Una de las razones por las cuales las personas que se dedican a la política tienen una baja estima por parte de la sociedad, es porque carecen de confianza y esto es así, entre otras razones, porque una porción mayoritaria de la población piensa que dicen mentiras. Éstas, como decisión racional, si las pronuncian, les ayudan a los políticos a seguir estando en la vida pública a costa, precisamente, de la credibilidad. Pero, ¿qué importa? Si en la política –la mala, la denigrada– hay que falsear.
Algo hay de cierto. La mentira ha estado presente en la disputa por el poder y su ejercicio. ¡Qué escenario tan reconfortante y alentador! Por eso, muy pocos se escandalizan cuando se informa que un político ha sido desmentido. El binomio política-mentira existe, pero no debe ser asimilado como natural, ya que si así fuera, la comunidad y la política serían imposibles.
Conviene traer a este tema, una frase de Albert Camus, localizada en una entrevista publicada en Le Progrés, de Lyon, en 1951: «Ninguna grandeza se ha fundado jamás sobre la mentira.» Cierto: la mentira acorta el camino, franquea una puerta o descomplejiza el problema, pero todo momentáneamente. La ambición de algunos hace que en su afán de «ser algo», recurran a la práctica de la mentira para cumplir sus objetivos; sin embargo, la política, en la medida que es una tarea para el bien común, no puede sino derrumbarse cuando el mendaz intenta edificar. Todo se cae porque se construyó sobre el aire, ya que –como dice la paremia– tarde o temprano, la verdad aflora, a pesar de que la mentira haya sido parte de un plan estratégico. Quien miente es peligroso, no hay duda de ello, porque planea, ordena, piensa, discierne y actúa en función de esa mentira.

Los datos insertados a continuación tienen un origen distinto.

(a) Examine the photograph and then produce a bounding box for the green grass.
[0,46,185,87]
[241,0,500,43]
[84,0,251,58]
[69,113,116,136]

El efímero triunfo de la mentira es sustituido por la duradera verdad. Seamos estrictos: la mentira y la política son agua y aceite, aunque no parezca así. Las mentiras deben ser censurables y quien miente desacreditado.
Ellas deforman la realidad para un fin particular. Son la perversidad en acción. El mentiroso con autoridad pública viola el pacto que la ciudadanía ha hecho con él. Frente a su acción, no se requieren ejercicios conservadores de moralización sino políticas públicas: más transparencia y mejor rendición de cuentas. Si todas las personas saben, las mentiras y el deshonesto proceder serán menores.
La mentira es producto de falsos incentivos, de considerar a los otros como ignorantes y prescindibles, y de una confusión en el sentido de comunidad. Los políticos requieren de la confianza de la sociedad, la mentira –vínculo débil con la acción pública– significa su entierro, aunque, por momentos, les sirva para escalar hasta el paraíso.